The IMF’s targets for reduction of the fiscal and current account deficits will
impose constraints on economic growth and socioeconomic programmes
risking public ire and further fire from the opposition and a critical media.
Yet, while the economic prognosis is not rosy, it does not spell doom or
disaster.
Several of the structural measures prescribed in the IMF programme, such as
bringing the fiscal and current accounts into balance, are actually essential for
the long-term health of the Pakistani economy and should be implemented
regardless of the IMF.
The manner in which the fiscal and trade accounts are balanced is largely up
to the government.
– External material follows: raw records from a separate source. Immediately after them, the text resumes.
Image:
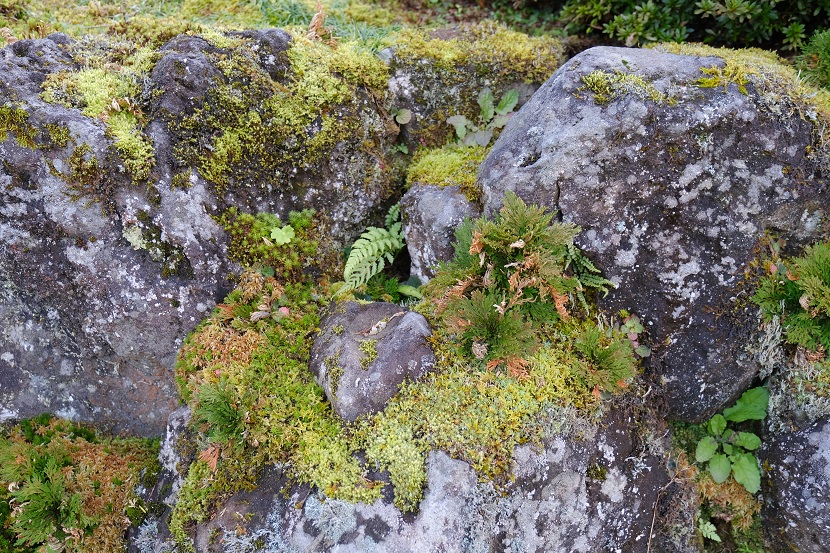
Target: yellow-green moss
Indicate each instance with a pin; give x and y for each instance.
(110, 95)
(370, 353)
(607, 85)
(15, 121)
(452, 165)
(780, 88)
(489, 48)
In reducing the fiscal deficit, it can place primary focus on
raising revenues rather than eliminating vital socioeconomic programmes.
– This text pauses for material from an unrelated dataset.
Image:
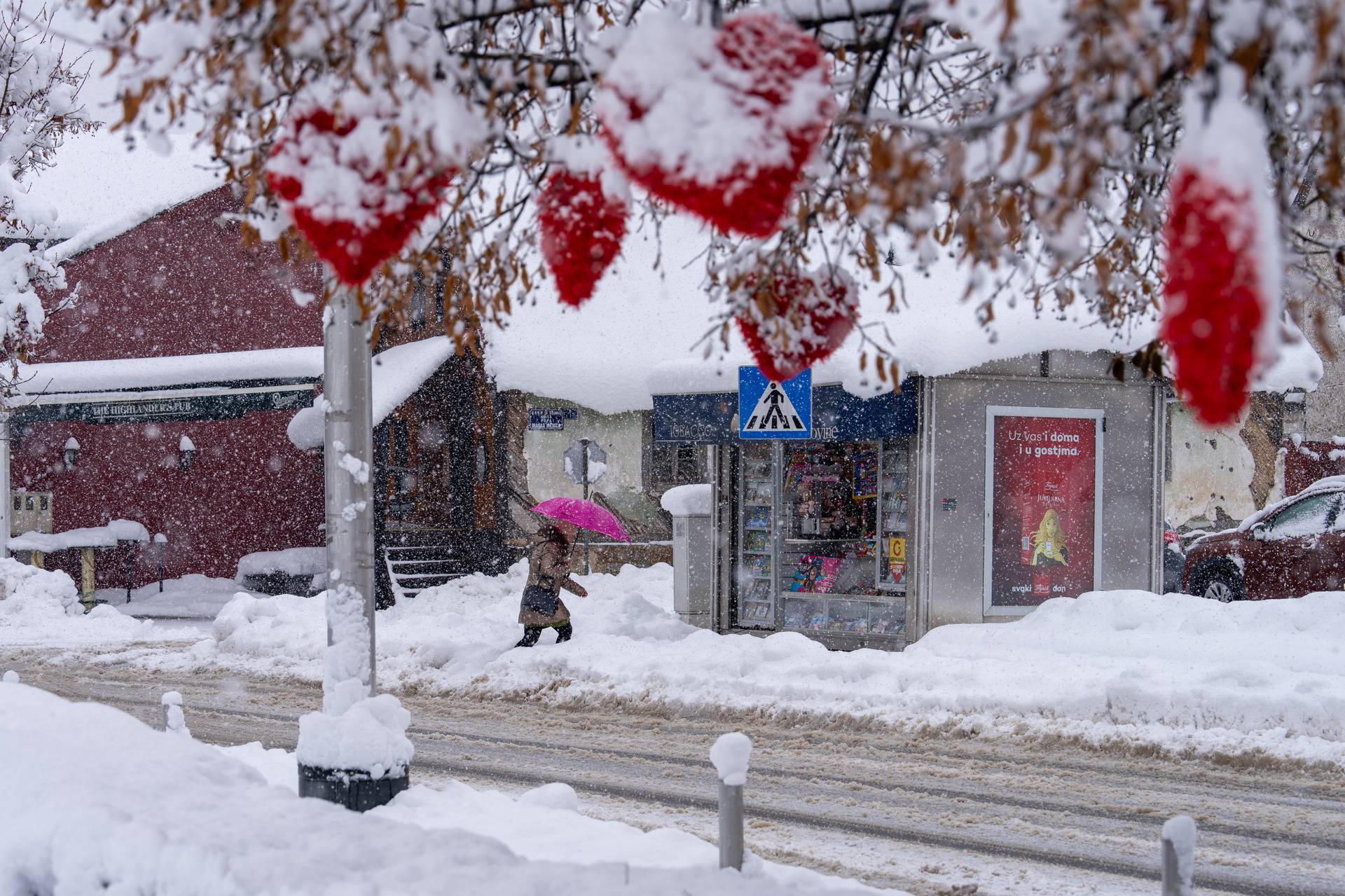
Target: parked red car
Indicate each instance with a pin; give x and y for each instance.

Pakistan’s tax-to-GDP ratio can be raised from the present 10pc to the norm of
18pc, provided the government is prepared to take politically difficult
decisions, such as bringing agriculture and the retail sector fully under the tax
net and plugging revenue leakages.
Differentiated austerity could encompass measures such as: higher gas prices
for upper-income households, higher duties and taxes on luxury or larger cars,
car pools and alternate driving days to save on oil consumption, higher
property taxes on larger homes, higher taxes on air travel, luxury taxes on air
conditioners. Digital technology can enable efficient implementation of
differentiated austerity.
The government also needs to ignore false Western free trade rhetoric and
offer tariff and other protections to nascent manufacturing industries
(electronics, machinery, consumer durables, chemicals, steel and other
industries), especially to SMEs, and thus reduce the import bill and build
capacity for future exports.
The US-China trade war may offer Pakistan a unique trade opportunity. Faced
with huge US tariffs, many Chinese manufacturers are likely to move
production, at least of labour-intensive industries, to other developing
countries. The relocation of these Chinese industries to Pakistan should be a
prime objective of CPEC’s Special Economic Zones.